Der Intendant des Theaters Regensburg, Sebastian Ritschel, hat Lorin Maazels Monumentalwerk 1984 auf den Spielplan gesetzt, dafür extra eine Orchesterfassung für kleine und mittlere Häuser erstellen lassen und zugleich die Regie übernommen. Die erschreckende Aktualität des Stoffes, gepaart mit einer musikalisch hochwertigen Darbietung, bietet drei Stunden Opern-Höchstspannung.
Von Franziska Stürz
Manchmal sind Werke ihrer Zeit voraus: In Lorin Maazels Oper 1984 trifft die visionäre Kraft von George Orwells Literaturvorlage zusammen mit der theatral angelegten Musik genau den wunden Punkt unserer von der sogenannten „Zeitenwende“ aufgerüttelten Existenz im Jahr 2023. Was bei der Londoner Uraufführung 2005 an der Komposition noch unter musikwissenschaftlichen Aspekten bekrittelt wurde, ist heute in Regeneburg weniger wichtig. Jetzt erschüttert die Aktualität des Stoffes dermaßen, dass Maazels teils neoromantische Tonsprache, seine an Musical und Filmmusik angelehnten Passagen wie ein zynisch lächelnder Unterton zur Grausamkeit der Geschichte wirken.
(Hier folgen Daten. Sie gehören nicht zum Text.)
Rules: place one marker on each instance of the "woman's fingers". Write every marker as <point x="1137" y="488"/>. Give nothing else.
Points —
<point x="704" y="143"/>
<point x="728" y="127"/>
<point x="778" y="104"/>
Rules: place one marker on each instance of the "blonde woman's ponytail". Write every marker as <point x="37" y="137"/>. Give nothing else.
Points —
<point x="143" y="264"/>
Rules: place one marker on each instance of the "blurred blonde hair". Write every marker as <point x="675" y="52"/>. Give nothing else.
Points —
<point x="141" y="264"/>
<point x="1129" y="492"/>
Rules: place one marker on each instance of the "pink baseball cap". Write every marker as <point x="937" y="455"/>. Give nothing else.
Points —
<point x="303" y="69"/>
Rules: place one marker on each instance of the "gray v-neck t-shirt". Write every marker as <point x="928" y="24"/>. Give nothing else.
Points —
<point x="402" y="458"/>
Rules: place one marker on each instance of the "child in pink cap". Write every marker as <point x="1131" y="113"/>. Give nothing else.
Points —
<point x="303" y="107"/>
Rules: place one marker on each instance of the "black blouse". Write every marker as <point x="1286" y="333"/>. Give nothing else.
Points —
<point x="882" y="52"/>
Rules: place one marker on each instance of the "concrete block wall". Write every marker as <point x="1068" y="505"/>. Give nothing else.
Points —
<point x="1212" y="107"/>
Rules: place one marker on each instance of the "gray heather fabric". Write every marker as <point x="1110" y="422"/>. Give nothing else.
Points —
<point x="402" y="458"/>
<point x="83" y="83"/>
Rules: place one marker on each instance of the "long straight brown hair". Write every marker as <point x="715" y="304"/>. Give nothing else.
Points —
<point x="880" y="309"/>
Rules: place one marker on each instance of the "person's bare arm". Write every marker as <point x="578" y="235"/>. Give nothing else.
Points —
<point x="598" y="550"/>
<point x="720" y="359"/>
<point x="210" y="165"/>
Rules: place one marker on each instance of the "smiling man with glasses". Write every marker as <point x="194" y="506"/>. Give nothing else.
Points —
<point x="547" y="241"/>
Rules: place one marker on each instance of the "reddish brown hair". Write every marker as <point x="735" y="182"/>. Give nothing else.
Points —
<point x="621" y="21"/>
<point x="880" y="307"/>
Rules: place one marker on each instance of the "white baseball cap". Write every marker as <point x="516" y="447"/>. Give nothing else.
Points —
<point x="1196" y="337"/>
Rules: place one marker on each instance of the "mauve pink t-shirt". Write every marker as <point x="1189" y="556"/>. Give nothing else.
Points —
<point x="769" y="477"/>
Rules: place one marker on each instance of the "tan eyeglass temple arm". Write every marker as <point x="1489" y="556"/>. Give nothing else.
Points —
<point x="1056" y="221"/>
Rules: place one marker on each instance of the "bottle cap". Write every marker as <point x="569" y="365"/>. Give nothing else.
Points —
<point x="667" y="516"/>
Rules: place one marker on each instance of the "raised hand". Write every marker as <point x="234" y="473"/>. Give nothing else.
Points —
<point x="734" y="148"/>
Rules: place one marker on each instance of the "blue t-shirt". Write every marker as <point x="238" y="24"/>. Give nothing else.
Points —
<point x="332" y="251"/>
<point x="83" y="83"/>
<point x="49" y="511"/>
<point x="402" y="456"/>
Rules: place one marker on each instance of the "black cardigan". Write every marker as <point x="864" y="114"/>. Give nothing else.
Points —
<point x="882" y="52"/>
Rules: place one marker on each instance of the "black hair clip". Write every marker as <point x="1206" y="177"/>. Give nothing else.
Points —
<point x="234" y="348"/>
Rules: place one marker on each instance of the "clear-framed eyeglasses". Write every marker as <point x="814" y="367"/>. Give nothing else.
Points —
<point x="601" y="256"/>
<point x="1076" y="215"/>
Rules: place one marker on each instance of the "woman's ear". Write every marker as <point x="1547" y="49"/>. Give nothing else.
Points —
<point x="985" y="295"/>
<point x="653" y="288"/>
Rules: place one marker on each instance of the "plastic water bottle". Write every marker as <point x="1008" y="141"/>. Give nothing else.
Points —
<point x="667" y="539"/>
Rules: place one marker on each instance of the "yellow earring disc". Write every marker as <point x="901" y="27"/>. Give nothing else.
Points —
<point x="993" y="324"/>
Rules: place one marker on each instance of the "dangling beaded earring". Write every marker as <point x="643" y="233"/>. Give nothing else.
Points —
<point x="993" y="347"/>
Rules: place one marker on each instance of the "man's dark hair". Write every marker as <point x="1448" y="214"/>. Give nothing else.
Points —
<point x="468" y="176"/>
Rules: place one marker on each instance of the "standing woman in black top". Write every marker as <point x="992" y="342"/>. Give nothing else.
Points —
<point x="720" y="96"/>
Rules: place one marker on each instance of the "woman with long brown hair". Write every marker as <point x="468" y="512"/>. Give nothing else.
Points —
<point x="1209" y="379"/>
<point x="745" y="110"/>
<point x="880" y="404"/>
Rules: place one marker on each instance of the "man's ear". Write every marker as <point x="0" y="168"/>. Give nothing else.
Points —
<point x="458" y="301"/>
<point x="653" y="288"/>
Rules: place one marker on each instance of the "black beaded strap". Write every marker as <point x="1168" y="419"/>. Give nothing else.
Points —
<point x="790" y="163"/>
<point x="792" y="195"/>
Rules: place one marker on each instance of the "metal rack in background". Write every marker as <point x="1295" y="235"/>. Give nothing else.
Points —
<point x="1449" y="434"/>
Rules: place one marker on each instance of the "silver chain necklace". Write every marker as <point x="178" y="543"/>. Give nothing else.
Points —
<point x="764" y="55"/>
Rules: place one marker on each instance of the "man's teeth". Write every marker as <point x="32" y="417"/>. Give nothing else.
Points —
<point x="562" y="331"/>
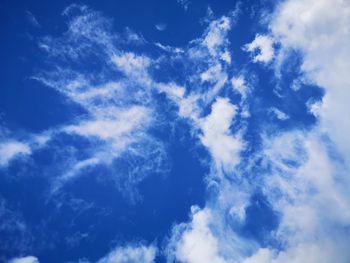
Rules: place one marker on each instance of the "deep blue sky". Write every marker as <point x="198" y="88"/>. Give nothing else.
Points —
<point x="90" y="215"/>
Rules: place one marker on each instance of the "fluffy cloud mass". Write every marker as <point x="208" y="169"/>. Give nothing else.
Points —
<point x="272" y="152"/>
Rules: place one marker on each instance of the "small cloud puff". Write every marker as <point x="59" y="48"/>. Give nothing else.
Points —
<point x="12" y="149"/>
<point x="262" y="48"/>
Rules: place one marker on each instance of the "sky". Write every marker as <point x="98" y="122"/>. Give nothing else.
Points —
<point x="172" y="131"/>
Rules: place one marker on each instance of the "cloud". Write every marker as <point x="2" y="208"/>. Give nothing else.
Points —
<point x="279" y="114"/>
<point x="28" y="259"/>
<point x="223" y="146"/>
<point x="12" y="149"/>
<point x="185" y="3"/>
<point x="262" y="48"/>
<point x="319" y="31"/>
<point x="197" y="243"/>
<point x="131" y="254"/>
<point x="161" y="26"/>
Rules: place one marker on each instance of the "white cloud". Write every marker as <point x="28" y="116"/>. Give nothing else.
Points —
<point x="264" y="45"/>
<point x="185" y="3"/>
<point x="215" y="39"/>
<point x="126" y="120"/>
<point x="197" y="243"/>
<point x="320" y="31"/>
<point x="279" y="114"/>
<point x="28" y="259"/>
<point x="131" y="254"/>
<point x="222" y="144"/>
<point x="161" y="26"/>
<point x="12" y="149"/>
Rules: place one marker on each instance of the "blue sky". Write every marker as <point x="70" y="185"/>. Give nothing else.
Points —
<point x="174" y="131"/>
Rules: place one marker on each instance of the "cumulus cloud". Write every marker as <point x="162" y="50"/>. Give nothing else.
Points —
<point x="223" y="146"/>
<point x="197" y="243"/>
<point x="319" y="31"/>
<point x="11" y="149"/>
<point x="131" y="254"/>
<point x="262" y="48"/>
<point x="278" y="114"/>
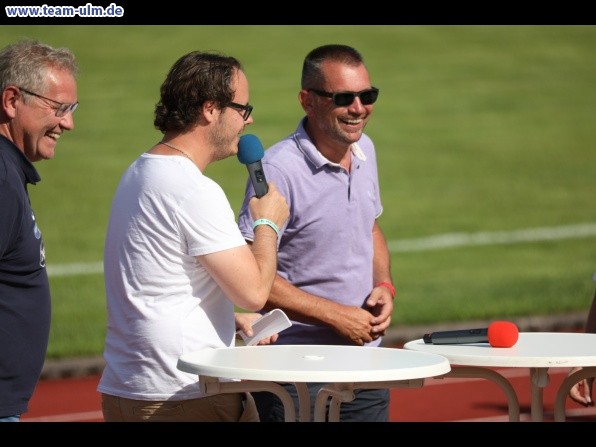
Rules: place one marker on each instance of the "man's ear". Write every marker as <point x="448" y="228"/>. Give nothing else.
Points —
<point x="210" y="111"/>
<point x="10" y="96"/>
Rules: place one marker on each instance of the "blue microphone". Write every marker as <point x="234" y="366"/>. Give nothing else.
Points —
<point x="250" y="152"/>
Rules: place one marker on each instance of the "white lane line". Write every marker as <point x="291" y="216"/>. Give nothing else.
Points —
<point x="438" y="242"/>
<point x="450" y="240"/>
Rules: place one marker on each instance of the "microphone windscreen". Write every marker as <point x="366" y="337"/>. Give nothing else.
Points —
<point x="502" y="334"/>
<point x="250" y="149"/>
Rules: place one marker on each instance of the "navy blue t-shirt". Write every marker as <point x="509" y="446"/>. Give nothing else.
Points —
<point x="25" y="306"/>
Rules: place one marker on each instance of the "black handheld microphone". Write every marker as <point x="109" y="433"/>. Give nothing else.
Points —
<point x="500" y="334"/>
<point x="250" y="152"/>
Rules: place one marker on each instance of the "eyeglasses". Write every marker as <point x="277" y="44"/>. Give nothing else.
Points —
<point x="343" y="99"/>
<point x="246" y="108"/>
<point x="61" y="110"/>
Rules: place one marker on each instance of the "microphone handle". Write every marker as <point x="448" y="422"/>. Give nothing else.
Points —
<point x="459" y="337"/>
<point x="257" y="178"/>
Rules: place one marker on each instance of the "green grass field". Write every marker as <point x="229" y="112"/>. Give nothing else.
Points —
<point x="479" y="129"/>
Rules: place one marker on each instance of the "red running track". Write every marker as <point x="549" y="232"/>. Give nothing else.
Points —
<point x="439" y="400"/>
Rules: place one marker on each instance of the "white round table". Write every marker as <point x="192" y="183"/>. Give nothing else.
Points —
<point x="538" y="351"/>
<point x="344" y="368"/>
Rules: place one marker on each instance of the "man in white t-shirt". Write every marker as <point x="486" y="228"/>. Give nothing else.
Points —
<point x="175" y="261"/>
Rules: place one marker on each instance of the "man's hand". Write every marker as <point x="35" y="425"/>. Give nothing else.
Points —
<point x="244" y="321"/>
<point x="581" y="392"/>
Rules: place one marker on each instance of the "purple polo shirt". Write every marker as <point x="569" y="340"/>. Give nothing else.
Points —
<point x="326" y="246"/>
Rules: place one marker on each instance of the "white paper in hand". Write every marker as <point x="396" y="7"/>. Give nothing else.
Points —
<point x="269" y="324"/>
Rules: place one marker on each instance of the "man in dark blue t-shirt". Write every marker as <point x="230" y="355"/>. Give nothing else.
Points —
<point x="39" y="95"/>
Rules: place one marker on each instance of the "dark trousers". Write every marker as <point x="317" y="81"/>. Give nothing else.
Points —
<point x="368" y="405"/>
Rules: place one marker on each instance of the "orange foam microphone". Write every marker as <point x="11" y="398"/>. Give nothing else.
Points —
<point x="500" y="334"/>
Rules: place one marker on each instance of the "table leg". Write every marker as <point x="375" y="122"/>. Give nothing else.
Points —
<point x="567" y="384"/>
<point x="303" y="401"/>
<point x="212" y="385"/>
<point x="344" y="392"/>
<point x="539" y="378"/>
<point x="493" y="376"/>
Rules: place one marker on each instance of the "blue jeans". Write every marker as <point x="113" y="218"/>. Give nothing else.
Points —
<point x="15" y="418"/>
<point x="368" y="405"/>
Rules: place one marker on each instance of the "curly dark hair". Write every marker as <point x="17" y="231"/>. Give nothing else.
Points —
<point x="195" y="78"/>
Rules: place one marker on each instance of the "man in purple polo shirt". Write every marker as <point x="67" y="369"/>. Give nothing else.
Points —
<point x="334" y="273"/>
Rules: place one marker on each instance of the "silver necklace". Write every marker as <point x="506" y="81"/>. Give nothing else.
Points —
<point x="176" y="149"/>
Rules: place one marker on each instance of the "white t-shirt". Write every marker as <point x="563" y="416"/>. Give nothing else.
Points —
<point x="161" y="302"/>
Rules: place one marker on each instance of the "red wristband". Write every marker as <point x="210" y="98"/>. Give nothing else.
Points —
<point x="389" y="286"/>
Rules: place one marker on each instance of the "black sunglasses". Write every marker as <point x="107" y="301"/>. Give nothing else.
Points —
<point x="246" y="108"/>
<point x="343" y="99"/>
<point x="61" y="109"/>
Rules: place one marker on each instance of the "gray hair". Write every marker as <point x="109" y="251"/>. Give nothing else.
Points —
<point x="26" y="63"/>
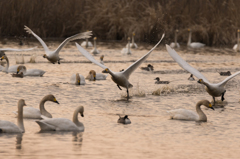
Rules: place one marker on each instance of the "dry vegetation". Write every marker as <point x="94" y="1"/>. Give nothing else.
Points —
<point x="214" y="22"/>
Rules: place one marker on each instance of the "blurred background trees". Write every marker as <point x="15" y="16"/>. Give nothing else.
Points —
<point x="213" y="22"/>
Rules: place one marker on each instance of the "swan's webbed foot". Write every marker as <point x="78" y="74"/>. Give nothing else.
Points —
<point x="222" y="98"/>
<point x="119" y="87"/>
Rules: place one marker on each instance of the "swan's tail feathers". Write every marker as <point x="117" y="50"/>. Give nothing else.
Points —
<point x="44" y="117"/>
<point x="28" y="30"/>
<point x="45" y="126"/>
<point x="83" y="35"/>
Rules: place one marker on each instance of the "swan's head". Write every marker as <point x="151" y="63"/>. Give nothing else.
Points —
<point x="21" y="102"/>
<point x="101" y="57"/>
<point x="208" y="104"/>
<point x="78" y="79"/>
<point x="158" y="79"/>
<point x="93" y="74"/>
Die vielschichtigen Klangflächen von düster-schwarzem Dröhnen bis hin zum nervtötenden hohen Flirren und auskomponierten Elektroschocks in den Folterszenen erschüttern, berühren und schmerzen. Mittlerweile sind Hass-Reden, mediale Sprach- und Nachrichtenmanipulation, Kriegspropaganda und klar formulierte Feindbilder sowie staatlich verordnete Denkverbote völlig real und global verbreitet. Gesichtslose Menschen in Schutzanzügen haben wir seit der Pandemie ebenfalls noch gut vor Augen, und so laufen in Sebastian Ritschels Inszenierung auch die Bewohner Ozeaniens in ihrer nur von Neonröhren oder Bildschirmen erleuchteten und zugleich überwachten finsteren Welt in Overalls herum.